La vicepresidente eletta è perfettamente in linea con la vecchia retroguardia del partito. Nella sua carriera di procuratrice ha difeso gli abusi dei poliziotti ed è fuori fase rispetto alla sensibilità delle piazze arrabbiate, delle statue abbattute e dell’abolizione delle forze dell’ordine
Kamala Harris è la prima donna eletta vicepresidente: il suo risultato è storico e Joe Biden si trova a proprio agio con lei. Fin dalla candidatura, finito il peana a testate unificate per la senatrice di origini giamaicane e afroamericane, sono iniziati però i mugugni in sordina dei progressisti che non hanno dimenticato la sua condotta quand’era procuratore generale della California e prima a San Francisco, dove ha difeso i metodi brutali della polizia e si è rifiutata di riaprire casi investigativi su persone disarmate uccise dagli agenti.

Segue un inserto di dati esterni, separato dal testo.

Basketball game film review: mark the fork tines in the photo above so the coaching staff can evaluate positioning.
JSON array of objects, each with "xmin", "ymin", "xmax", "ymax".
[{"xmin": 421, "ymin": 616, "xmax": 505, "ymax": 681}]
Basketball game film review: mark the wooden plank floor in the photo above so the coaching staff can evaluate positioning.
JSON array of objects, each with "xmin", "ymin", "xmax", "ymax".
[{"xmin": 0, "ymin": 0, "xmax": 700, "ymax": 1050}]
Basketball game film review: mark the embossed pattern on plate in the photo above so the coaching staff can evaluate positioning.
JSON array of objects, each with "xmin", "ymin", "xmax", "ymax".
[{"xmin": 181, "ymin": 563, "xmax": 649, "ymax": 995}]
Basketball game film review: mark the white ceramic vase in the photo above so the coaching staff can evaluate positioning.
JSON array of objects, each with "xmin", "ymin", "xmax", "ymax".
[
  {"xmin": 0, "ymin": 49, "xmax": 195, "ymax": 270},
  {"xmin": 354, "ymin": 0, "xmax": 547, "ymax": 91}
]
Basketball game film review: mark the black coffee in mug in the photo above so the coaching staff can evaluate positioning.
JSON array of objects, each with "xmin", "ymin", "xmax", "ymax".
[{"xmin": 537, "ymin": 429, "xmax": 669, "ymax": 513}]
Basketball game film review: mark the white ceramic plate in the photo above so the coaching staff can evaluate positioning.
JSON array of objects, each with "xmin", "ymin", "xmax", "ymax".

Oggi Harris parla di «reimmaginare il modo in cui gestiamo la pubblica sicurezza», ma nel 2009 scriveva nel libro Smart on Crime: «Se facessimo un voto per alzata di mano su chi vorrebbe più agenti per le strade, la mia mano si alzerebbe». Nel 2014, prima dell’omicidio di Michael Brown a Ferguson, l’episodio da cui è nato Black Lives Matter, gli attivisti per i diritti civili di Oakland distribuivano volantini con la scritta: «Chiedete al procuratore generale Kamala Harris di indagare i poliziotti assassini! È il suo lavoro!»
Negli anni in cui è stata procuratrice a San Francisco i casi di violenze da parte della polizia sono stati di molto superiori a quelli di altre città californiane di dimensioni simili, ma le inchieste sulla condotta degli agenti sono state molto meno che altrove. L’inclinazione verso la copertura delle forze dell’ordine ha cementato l’immagine della figura d’establishment, fuori fase rispetto alla sensibilità espressa oggi dalle piazze che chiedono giustizia, dalle statue abbattute, dagli ideali dell’abolition democracy di Angela Davis, dove la fine della schiavitù non è che il primo passo verso una più radicale abolizione delle strutture che alimentano il razzismo che innerva la società intera.
La carriera stessa di Harris è in tensione con la tesi, resa celebre da Michelle Alexander nel libro The New Jim Crow, secondo cui la nuova segregazione si esprime attraverso quel sistema di giustizia penale che la nuova vicepresidente si è prodigata per difendere. L’ultimo libro di Harris, The Truths We Hold, riprende il titolo dalla Dichiarazione d’indipendenza, il cui principale autore, Thomas Jefferson, è bersagliato in effigie dai manifestanti che vorrebbero sradicare la vecchia slavocracy americana per sostituirla con una nuova narrazione purificata all’insegna della giustizia sociale.
Nella storia presentata dai progressisti, rigidamente divisa in due sponde, Harris siede dalla parte delle forze dell’ordine e dei Padri fondatori, cosa che la rende temporaneamente accettabile soltanto in nome della sconfitta dell’avversario. Poi i democratici torneranno tranquillamente a litigare.